The prime ministerial hopefuls head to Northern Ireland today to drum up support. The border with the Republic of Ireland is expected to be the main topic of discussion. Hunt has said he thinks there is a technological solution “there now”, but Johnson said the issue could be solved during the implementation period after the U.K. officially departs.
The date for the UK’s exit from the EU has been a hot topic once again. Johnson, who is ahead in the leadership race, on Monday claimed that only he will be able to deliver Brexit by October 31, with or without a deal. One of his allies has criticized Hunt’s more flexible stance, saying he should not be “hiding behind papier-mâché deadlines”.
Meanwhile, in an interview with Sky News Hunt claimed that German chancellor Angela Merkel is open to looking at an alternative Brexit deal.

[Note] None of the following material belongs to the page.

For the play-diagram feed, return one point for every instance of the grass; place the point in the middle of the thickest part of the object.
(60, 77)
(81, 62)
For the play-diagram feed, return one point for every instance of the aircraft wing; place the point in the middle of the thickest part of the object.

He has upset civil servants by threatening to cancel leave unless they can convince him that they are ready for a no-deal exit, The Times says.
The Guardian reports that both Johnson and Hunt have caused controversy by backing the idea of freeports on the east coast of the U.K., where imports would be free of taxes or tariffs. Liberal Democrat MP Ed Davey said such a move could “facilitate money laundering”.